È una doppia vittoria. Ho conquistato il titolo con più orgoglio, con più soddisfazione. Chiunque vince contro queste ideologie ne deve andare fiero, perché è come se vincesse due battaglie in una. Quindi ne vado doppiamente fiero.   

Secondo te è possibile che la federazione del pugilato non sapesse nulla? Non era la prima volta che Broili suscitava polemiche [Se l’allenatore di Broili, Denis Conte— ex segretario di Forza Nuova per il Friuli-Venezia Giulia candidato alle amministrative di Trieste per Fratelli d’Italia—ha dichiarato in un’intervista al Piccolo che “i tatuaggi di Michele sono noti da tempo”, a febbraio 2020 la locandina della “Trieste Boxe Night” in cui comparivano Broili e i suoi tatuaggi era stata rimossa dopo che il caso era arrivato in consiglio comunale, per non “mettere in imbarazzo il Comune”].
Adesso penso che prenderanno provvedimenti, visto che se ne sta parlando un po’ ovunque. Per il resto… magari qualcosa sapevano, ma non erano certi. Già all’epoca delle prime polemiche per me avrebbero dovuto esporsi.

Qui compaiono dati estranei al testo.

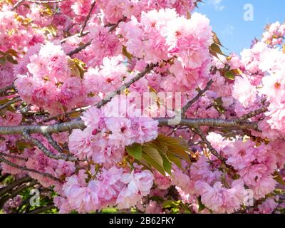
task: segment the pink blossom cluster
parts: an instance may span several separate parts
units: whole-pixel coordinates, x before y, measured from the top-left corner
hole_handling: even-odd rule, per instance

Comunque saranno le autorità a fare il loro dovere, anche perché sono simboli che non potresti nemmeno tatuarti, in sostanza. Sono contento che almeno adesso sia venuto fuori.

Quali sono i tuoi prossimi obiettivi nel pugilato?
Sicuramente dovremo difendere il titolo, ma siccome è una cosa fresca passerà qualche mese. Ora ci riposiamo un po’, poi penseremo agli altri obiettivi e valuteremo le offerte in base a quello che ci propongono.